Présentation du livre par l’éditeur :
Pour ne rien dire de son rapport problématique au statut de poète, le propre de Francis Ponge, au sein de la présente collection, est sans doute, à la différence de nombre de ses contemporains, de n’avoir jamais écrit pour le cinéma, et même assez peu sur ou autour du cinéma. Davantage téléphage que cinéphile, il ne s’en est pas moins avéré un étonnant suscitateur (terme qu’il revendique dans un contexte tout différent) de cinéma, sans même qu’il soit nécessaire d’assigner à un tel processus une part univoque d’intentionnalité ou de causalité. Une admiration réciproque, mais sans concession, s’est ainsi tissée entre Ponge et Bresson, notamment autour de questions telles que la choséité, l’animalité ou la « spiritualité ». Par ailleurs, si le Jean-Luc Godard de Deux ou trois choses que je sais d’elle sut emprunter esthétiquement et politiquement, plus encore que citationnellement, au poète des objets, Jean-Daniel Pollet éprouva pour ce dernier une véritable fascination, perceptible dès Méditerranée et, surtout, dans Dieu sait quoi , qui s’efforce de recréer une perception pongienne du monde phénoménologique. Ce rapport du cinéma à Ponge ne doit pas, cependant, occulter le symétrique inverse : les dossiers-chantiers du poète, dont l’intérêt pour la cinétique ne s’est jamais démenti, ne s’apparentent-ils pas tout à la fois aux états successifs d’un scénario et au making-of d’un film ?

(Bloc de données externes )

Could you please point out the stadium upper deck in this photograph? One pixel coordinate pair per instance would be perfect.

Philippe Met est professeur de littérature française et de cinéma à l’Université de Pennsylvanie (Philadelphie, États-Unis), et rédacteur en chef de la revue French Forum. Outre une quatre-vingtaine d’articles, il a publié ou dirigé plusieurs ouvrages consacrés à la poésie, au fantastique et au cinéma (d’auteur et de genre).
On retrouvera la réflexion de Philippe Met portant sur le cinéma dans "Ponge et Bresson, ou comment (ne pas) faire l’âne", à paraître en décembre 2019 dans les Actes du colloque de Cerisy-la-Salle, "Francis Ponge, ateliers contemporains", aux éditions Classiques Garnier (p. 317-332).

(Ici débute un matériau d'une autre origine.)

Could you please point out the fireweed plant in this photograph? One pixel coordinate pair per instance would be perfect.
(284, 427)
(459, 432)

Nous remercions Philippe Met d’avoir autorisé la publication de l’extrait suivant de la deuxième partie du livre (« Ponge et Pollet : du dépassement du pléonasme au déplacement de la digression », Ponge et le cinéma, p. 93-94).
M. F.
Au détour de ce carnet de voyage kaléidoscopique qu’est Trois Jours en Grèce, où Ponge côtoie, outre son compatriote admiré Claudel, les Hellènes Homère, Théocrite, Euripides, et surtout Yannis Rítsos, au grand registre des citations, une voix, a priori celle de Jean Thibaudeau, relate l’anecdote suivante :
Un soir, à Athènes, Jean-Daniel me disait : « Mon film, c’est un vase : on peut le remplir, de tout ce que l’on veut ». Et je lui ai répondu : « Non. Pour moi, un vase doit être vide, sonore, musical, et je ne saurais qu’y tracer dessus quelques petits traits de paroles qu’on pourrait effacer facilement ».

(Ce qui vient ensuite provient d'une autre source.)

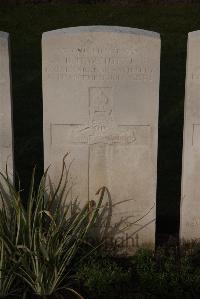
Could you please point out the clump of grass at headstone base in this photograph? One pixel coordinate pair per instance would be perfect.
(46, 234)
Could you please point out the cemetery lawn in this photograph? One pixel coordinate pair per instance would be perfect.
(166, 274)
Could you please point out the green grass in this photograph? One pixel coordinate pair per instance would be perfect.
(146, 275)
(26, 24)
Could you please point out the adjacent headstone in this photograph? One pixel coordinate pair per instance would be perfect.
(6, 146)
(190, 198)
(101, 98)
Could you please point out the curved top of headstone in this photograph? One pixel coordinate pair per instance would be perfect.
(4, 34)
(101, 28)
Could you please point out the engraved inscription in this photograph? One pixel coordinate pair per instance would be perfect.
(97, 64)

Remplissage contre labilité. S’agissant de deux très fins connaisseurs de l’œuvre pongienne, il fait peu de doute que le vase, au reste périodiquement visualisé sous les espèces de la céramique antique dans la filmographie polletienne, fait deviner en filigrane - ou entendre en sourdine - un récipient apparenté, « objet médiocre » ou « simple intermédiaire [1] », qui s’avérera en coda métaphoriser le processus de la parole : la cruche. Laquelle oscille incessamment entre les deux pôles posés par Pollet et Thibaudeau - autrement dit, entre le plein et le vide :
Cruche d’abord est vide et le plus tôt possible vide encore.
Cruche vide est sonore.
Cruche d’abord est vide et s’emplit en chantant [2] ».